In December 2020, after an open call and a public vote, Plymouth-based playwright Laura Horton was appointed as Plymouth Laureate of Words 2021-22.
As part of a creative partnership between Literature Works, Plymouth Culture and The Box, Laura will engage with a number of written and performance based commissions presented to her by various organisations across the city. She will also be running a series of public events and working with schools in the city to share the stories at the heart of Plymouth’s communities.
Laura was presented her first commission by the Lord Mayor of Plymouth’s Office in December 2020. She was inspired by an image from 1940 featured in a Plymouth Herald article, which shows Plymouth in the aftermath of one of a series of aerial attacks by the Luftwaffe. Find out more about her creative process and read her short story ‘Roll out Plymouth’ – which responds to the brief: ‘Caring and supporting one another: exploring how the community of Plymouth comes together’ – below.
Laura’s piece reflects the city’s nature of ‘coming together’ at times of adversity, demonstrated eighty years ago when the city was under siege and again in present day, when the city will commemorate the eightieth anniversary of the Blitz in Plymouth, during special events in March and April. Watch this space to find out more about when you might see Laura reading piece.
Laura writes: “When I found this image (scroll to ‘After the bombs, sing song!’) of Plymouth residents singing around a piano in aftermath of an air raid, I knew I wanted to write about it. It encapsulates for me the spirit of togetherness and the power of the arts to create moments of hope when the world feels hopeless.”
Laura will also represent the city at civic events and will be working with schools to create short plays by young people in Plymouth in partnership with Millfields Inspired.
Laura will be blogging about her experience throughout the next two years. We're delighted to share the first blog post from Laura, exploring what the laureateship means to her and her plans for getting involved in the culture of the city.
Hello from your new Laureate of Words...
In the process of buying a small flat for myself – my first home, I’ve been spending time lately trying to figure out what I should take with me, what serves me and what doesn’t.

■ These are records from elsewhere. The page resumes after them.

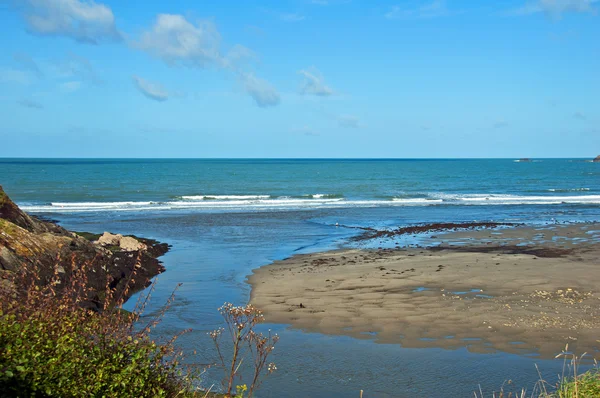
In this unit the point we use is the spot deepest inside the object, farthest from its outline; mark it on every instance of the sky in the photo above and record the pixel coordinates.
(300, 78)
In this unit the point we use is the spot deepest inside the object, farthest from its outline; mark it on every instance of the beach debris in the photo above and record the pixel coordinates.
(130, 244)
(125, 243)
(108, 239)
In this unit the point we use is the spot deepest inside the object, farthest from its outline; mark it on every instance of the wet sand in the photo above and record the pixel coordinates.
(520, 290)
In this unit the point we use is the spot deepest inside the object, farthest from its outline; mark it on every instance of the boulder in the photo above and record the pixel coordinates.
(10, 212)
(108, 239)
(130, 244)
(27, 242)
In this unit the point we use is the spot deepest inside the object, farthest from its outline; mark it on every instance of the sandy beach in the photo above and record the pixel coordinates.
(521, 290)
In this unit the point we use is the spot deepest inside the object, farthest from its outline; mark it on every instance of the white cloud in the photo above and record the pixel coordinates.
(70, 87)
(306, 130)
(151, 90)
(238, 54)
(84, 21)
(348, 121)
(314, 83)
(76, 66)
(263, 92)
(27, 103)
(437, 8)
(180, 42)
(556, 8)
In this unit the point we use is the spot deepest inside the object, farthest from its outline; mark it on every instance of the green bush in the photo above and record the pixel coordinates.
(51, 346)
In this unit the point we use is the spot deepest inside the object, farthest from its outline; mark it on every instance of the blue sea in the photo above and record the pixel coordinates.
(225, 217)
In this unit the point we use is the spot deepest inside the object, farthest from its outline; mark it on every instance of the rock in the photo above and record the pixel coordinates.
(10, 212)
(130, 244)
(28, 242)
(108, 239)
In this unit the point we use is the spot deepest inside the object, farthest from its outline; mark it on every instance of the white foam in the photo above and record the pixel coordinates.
(224, 197)
(263, 202)
(492, 199)
(568, 190)
(417, 201)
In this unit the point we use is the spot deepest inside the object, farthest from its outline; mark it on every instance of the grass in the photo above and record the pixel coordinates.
(51, 345)
(572, 383)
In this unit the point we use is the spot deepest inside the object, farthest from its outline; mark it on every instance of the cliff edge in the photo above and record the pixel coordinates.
(28, 243)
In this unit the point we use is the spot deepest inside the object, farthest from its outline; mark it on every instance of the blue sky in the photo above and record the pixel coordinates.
(300, 78)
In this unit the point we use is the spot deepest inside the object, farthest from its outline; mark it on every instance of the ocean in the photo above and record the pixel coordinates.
(225, 217)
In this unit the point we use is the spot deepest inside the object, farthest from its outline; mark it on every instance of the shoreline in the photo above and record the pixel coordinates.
(524, 290)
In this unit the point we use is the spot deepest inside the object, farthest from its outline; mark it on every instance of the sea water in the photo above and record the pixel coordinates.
(224, 218)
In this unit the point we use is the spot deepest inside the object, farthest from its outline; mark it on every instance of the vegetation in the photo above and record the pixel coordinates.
(572, 383)
(53, 345)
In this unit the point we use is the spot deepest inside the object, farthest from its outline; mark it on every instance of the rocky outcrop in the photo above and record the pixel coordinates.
(125, 243)
(108, 239)
(30, 243)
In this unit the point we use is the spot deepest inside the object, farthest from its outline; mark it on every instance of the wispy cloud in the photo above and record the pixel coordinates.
(329, 2)
(434, 9)
(348, 121)
(284, 16)
(76, 66)
(305, 130)
(15, 76)
(70, 87)
(263, 93)
(556, 8)
(27, 103)
(499, 124)
(291, 17)
(153, 91)
(84, 21)
(179, 42)
(314, 83)
(27, 63)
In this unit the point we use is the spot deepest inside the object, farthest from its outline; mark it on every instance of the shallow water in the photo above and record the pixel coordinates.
(216, 246)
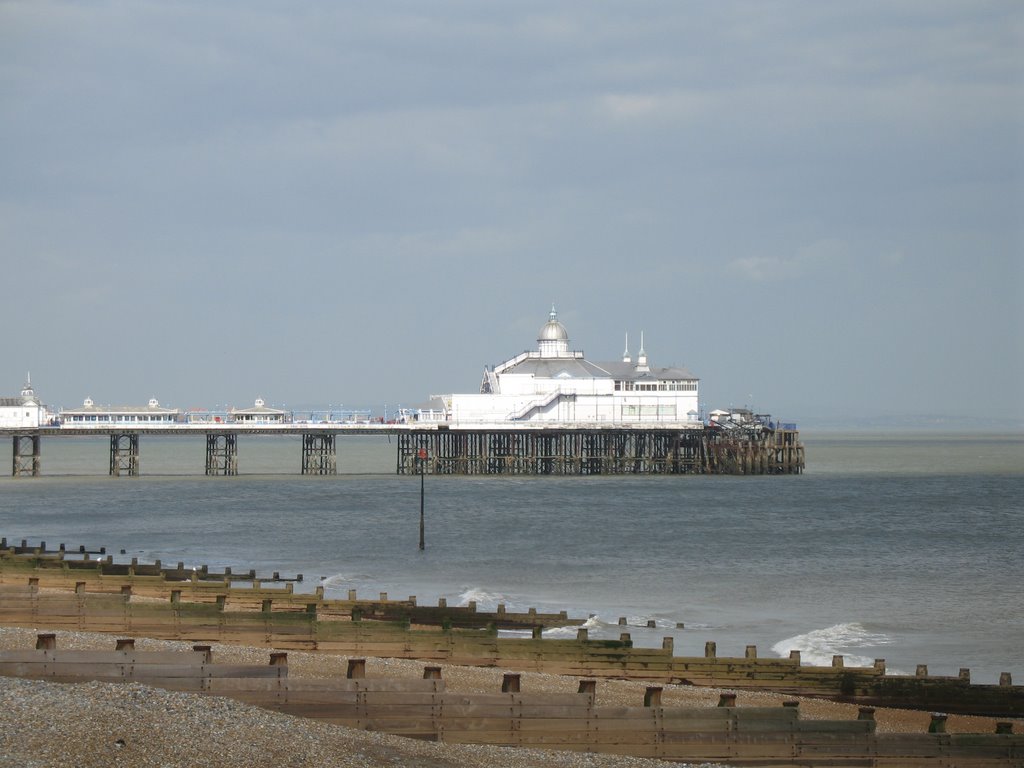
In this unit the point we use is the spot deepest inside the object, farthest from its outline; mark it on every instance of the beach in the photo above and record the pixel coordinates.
(110, 725)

It struck me as I sifted through my bookshelves that I’ve gone through much the same process with other parts over the last year; considering which chapters I wanted to keep working on and which I could end with a full stop.

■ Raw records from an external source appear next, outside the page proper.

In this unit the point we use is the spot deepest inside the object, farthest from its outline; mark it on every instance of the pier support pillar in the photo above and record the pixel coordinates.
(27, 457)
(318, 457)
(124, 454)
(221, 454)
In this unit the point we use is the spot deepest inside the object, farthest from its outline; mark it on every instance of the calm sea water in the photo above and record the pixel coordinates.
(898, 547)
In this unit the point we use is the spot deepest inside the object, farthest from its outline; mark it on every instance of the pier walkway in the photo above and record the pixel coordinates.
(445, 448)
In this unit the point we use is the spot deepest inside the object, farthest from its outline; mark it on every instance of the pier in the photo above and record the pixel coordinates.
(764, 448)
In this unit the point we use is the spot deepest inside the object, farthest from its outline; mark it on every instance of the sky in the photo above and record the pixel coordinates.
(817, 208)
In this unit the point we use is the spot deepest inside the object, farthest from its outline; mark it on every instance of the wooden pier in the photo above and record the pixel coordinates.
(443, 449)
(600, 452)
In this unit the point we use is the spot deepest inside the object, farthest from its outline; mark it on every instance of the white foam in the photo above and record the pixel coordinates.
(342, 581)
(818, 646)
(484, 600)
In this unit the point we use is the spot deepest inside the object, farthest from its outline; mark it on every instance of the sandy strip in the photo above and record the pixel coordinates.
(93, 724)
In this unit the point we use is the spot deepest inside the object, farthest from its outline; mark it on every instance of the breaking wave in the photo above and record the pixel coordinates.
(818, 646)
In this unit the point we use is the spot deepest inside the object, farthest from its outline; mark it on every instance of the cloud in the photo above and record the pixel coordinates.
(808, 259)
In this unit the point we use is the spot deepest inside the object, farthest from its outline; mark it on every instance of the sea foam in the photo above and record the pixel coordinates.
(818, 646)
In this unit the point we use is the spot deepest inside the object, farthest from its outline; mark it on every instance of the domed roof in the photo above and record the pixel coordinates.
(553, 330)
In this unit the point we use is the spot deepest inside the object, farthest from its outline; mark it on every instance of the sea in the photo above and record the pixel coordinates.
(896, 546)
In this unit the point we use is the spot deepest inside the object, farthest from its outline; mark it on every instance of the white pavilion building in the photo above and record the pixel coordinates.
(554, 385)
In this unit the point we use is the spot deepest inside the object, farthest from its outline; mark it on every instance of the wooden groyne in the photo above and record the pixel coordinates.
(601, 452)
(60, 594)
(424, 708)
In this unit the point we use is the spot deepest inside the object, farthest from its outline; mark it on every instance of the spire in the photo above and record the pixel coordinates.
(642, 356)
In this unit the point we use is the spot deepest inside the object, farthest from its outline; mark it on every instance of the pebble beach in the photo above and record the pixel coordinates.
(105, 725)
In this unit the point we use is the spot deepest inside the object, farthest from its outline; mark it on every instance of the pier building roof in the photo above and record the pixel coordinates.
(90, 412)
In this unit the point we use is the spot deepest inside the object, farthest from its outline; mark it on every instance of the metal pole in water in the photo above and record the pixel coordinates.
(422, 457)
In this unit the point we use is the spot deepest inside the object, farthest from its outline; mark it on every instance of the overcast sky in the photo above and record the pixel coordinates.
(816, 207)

In pre-pandemic life I found daily distractions but sitting quietly in my own company for longer than I ever had, I couldn’t ignore myself any longer. I had been repressing my creative instincts through fear of failure, disallowing time to think, research and write. As I look back over last year, I realise it was a series of small acts that led me quietly to bigger things. The fragility of everything made me feel like I should be braver. I sent my work out more widely, I said yes to things that scared me, I opened up conversations with agents, artists and producers, I spoke about myself as a writer and crucially, I gave myself more space to create. The domino effect of making changes to my daily routine galvanised me to do more.
When the opportunity to apply for Plymouth Laureate of Words presented itself I very nearly didn’t; I wasn’t sure I’d have a chance and I was wobbling about my capabilities. But I ignored that early instinct, deciding instead to trust myself and just try, that whatever happened putting myself forward was not a mistake. I am so pleased that I did and that I am sitting here writing my first blog post as the first woman and playwright in the position. This new chapter started on 1st January and is the beginning of a two-year position where I’ll be commissioned to write, teach, speak at public events and in schools (whether online or in person) and respond to the city of Plymouth. I’ve already had a number of very energising zoom meetings and exciting ideas for projects in the city.

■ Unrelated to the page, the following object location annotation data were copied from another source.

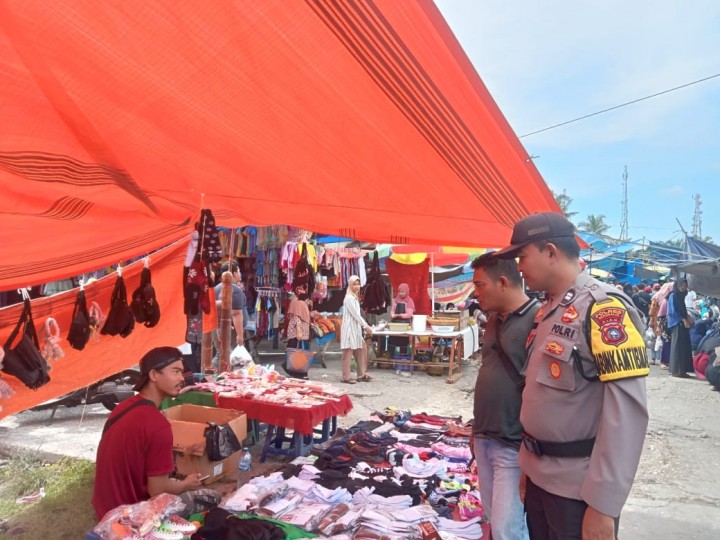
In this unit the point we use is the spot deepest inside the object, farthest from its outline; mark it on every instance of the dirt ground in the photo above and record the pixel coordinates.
(676, 493)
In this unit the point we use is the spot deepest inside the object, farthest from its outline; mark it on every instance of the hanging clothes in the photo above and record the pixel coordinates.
(209, 238)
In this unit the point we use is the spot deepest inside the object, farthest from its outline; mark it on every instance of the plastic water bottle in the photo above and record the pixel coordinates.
(245, 463)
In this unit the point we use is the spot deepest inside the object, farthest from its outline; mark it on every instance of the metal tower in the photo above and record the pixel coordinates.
(624, 232)
(697, 217)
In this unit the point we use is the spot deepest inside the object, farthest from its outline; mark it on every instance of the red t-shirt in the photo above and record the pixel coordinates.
(135, 447)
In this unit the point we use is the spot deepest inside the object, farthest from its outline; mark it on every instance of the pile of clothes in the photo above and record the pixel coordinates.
(396, 476)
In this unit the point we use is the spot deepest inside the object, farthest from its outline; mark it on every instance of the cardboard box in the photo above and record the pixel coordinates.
(188, 424)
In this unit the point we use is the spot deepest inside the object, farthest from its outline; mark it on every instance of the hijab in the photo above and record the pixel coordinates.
(351, 280)
(409, 304)
(300, 309)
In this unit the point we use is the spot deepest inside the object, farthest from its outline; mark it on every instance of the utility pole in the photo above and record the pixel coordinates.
(624, 232)
(697, 217)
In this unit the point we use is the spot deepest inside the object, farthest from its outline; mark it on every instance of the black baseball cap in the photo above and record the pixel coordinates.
(157, 358)
(536, 227)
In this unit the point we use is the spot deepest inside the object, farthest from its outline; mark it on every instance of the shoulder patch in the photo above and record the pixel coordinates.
(617, 346)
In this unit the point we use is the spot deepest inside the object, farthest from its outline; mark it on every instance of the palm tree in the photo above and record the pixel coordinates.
(594, 224)
(564, 201)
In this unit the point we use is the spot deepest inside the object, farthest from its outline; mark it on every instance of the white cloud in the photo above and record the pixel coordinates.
(548, 62)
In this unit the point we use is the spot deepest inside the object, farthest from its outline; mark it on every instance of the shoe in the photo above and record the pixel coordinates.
(162, 532)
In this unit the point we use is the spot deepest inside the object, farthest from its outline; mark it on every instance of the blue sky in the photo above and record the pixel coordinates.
(552, 61)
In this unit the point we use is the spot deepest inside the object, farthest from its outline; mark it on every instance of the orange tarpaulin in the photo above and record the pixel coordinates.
(363, 119)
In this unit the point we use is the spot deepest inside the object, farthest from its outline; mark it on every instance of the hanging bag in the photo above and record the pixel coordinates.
(24, 360)
(120, 319)
(79, 333)
(51, 350)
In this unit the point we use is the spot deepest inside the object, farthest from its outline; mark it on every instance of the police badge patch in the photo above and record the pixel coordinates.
(570, 315)
(610, 321)
(617, 345)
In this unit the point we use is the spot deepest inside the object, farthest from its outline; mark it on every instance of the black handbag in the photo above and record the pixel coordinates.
(144, 303)
(24, 361)
(220, 441)
(120, 319)
(79, 333)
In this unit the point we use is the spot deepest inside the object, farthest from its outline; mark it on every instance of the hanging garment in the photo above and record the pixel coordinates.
(209, 238)
(376, 297)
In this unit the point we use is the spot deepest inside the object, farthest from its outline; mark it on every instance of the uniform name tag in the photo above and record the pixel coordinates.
(617, 346)
(562, 330)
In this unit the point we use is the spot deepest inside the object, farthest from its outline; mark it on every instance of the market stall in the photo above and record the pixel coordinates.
(275, 405)
(395, 475)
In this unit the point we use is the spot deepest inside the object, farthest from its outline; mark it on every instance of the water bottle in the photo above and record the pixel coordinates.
(244, 464)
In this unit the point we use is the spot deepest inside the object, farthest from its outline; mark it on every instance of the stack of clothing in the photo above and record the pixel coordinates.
(393, 477)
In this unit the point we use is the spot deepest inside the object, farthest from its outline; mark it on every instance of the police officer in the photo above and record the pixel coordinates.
(584, 410)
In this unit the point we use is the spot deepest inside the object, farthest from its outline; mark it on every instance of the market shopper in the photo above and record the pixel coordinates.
(240, 316)
(498, 392)
(135, 455)
(584, 407)
(352, 341)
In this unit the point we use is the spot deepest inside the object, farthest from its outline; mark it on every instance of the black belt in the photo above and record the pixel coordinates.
(559, 449)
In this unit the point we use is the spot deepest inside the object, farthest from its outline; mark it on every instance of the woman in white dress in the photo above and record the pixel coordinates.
(352, 340)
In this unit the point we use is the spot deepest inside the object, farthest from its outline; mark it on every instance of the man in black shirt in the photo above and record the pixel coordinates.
(641, 299)
(498, 392)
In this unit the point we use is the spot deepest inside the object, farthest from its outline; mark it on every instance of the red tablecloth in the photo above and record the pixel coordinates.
(301, 420)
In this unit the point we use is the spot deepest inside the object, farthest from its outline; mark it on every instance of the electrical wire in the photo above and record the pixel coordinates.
(621, 105)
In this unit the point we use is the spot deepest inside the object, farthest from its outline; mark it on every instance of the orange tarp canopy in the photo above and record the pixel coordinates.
(120, 118)
(363, 119)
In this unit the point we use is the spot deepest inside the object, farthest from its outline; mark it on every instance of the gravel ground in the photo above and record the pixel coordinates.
(676, 493)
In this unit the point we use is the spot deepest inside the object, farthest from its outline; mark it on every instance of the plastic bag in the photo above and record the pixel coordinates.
(240, 356)
(133, 520)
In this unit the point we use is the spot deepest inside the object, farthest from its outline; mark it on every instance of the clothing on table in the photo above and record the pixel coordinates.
(499, 478)
(497, 399)
(136, 446)
(351, 336)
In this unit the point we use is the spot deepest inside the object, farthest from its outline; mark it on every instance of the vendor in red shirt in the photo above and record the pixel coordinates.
(135, 456)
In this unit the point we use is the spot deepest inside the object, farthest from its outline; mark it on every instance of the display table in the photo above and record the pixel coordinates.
(279, 418)
(467, 337)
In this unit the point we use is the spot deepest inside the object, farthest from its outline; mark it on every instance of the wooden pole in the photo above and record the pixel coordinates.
(225, 322)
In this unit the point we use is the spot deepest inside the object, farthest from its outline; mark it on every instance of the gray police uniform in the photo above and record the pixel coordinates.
(585, 389)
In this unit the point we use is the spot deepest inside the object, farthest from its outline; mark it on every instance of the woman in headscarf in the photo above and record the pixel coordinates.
(403, 299)
(298, 331)
(352, 340)
(679, 323)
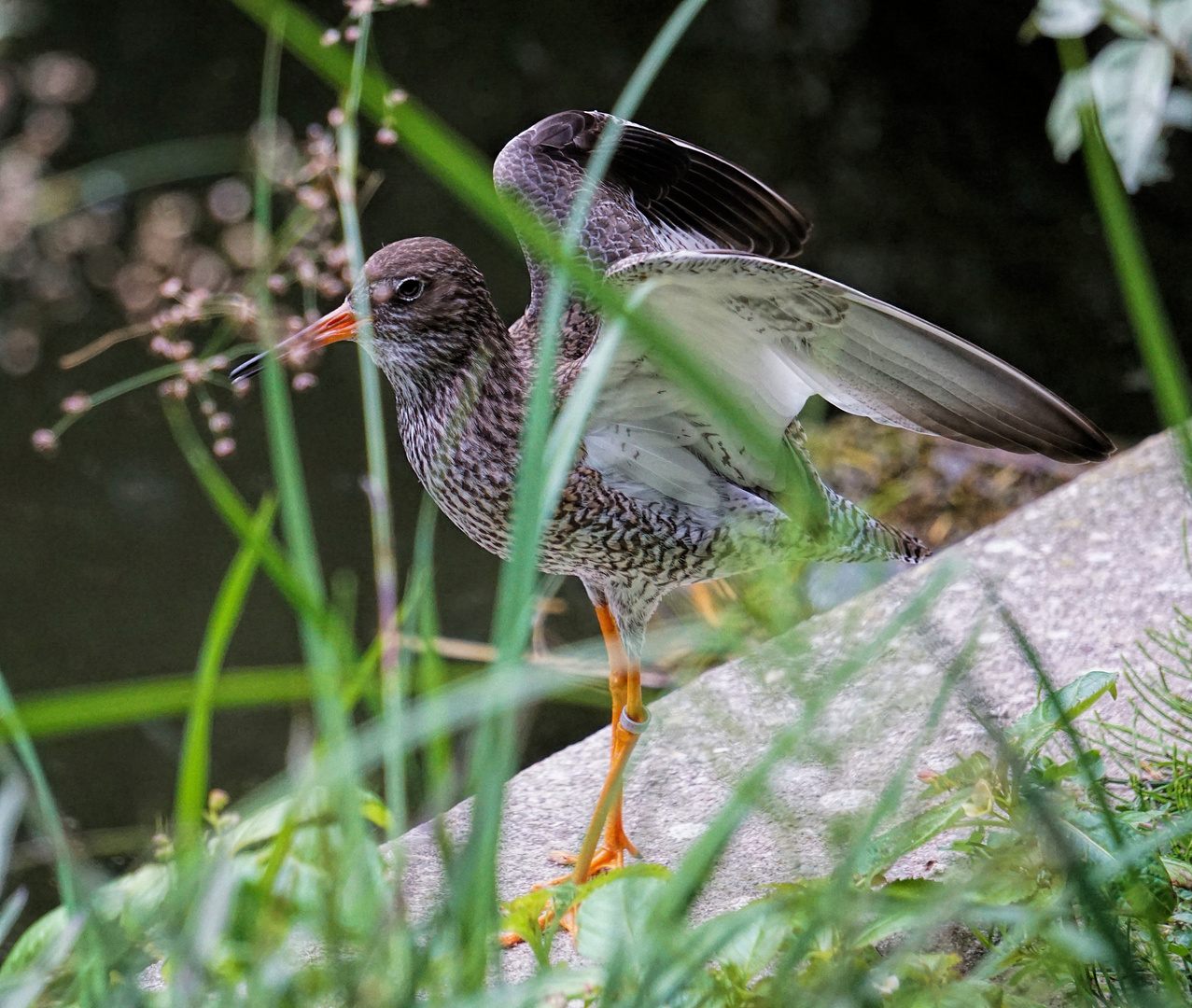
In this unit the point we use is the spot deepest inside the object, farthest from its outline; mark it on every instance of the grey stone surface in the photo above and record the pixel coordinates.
(1086, 571)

Like everyone, my life over the last year has ended up being vastly different to what I’d expected. Just getting through has been a huge achievement. What I will take with me into 2021 is a renewed sense that things change so quickly and hope is always around the corner. I’ve been asked to speak to students at my old comprehensive school about where, one day, their journeys might lead, if they follow their dreams. As a shy and under confident pupil I’m thrilled to be able report, it can get better.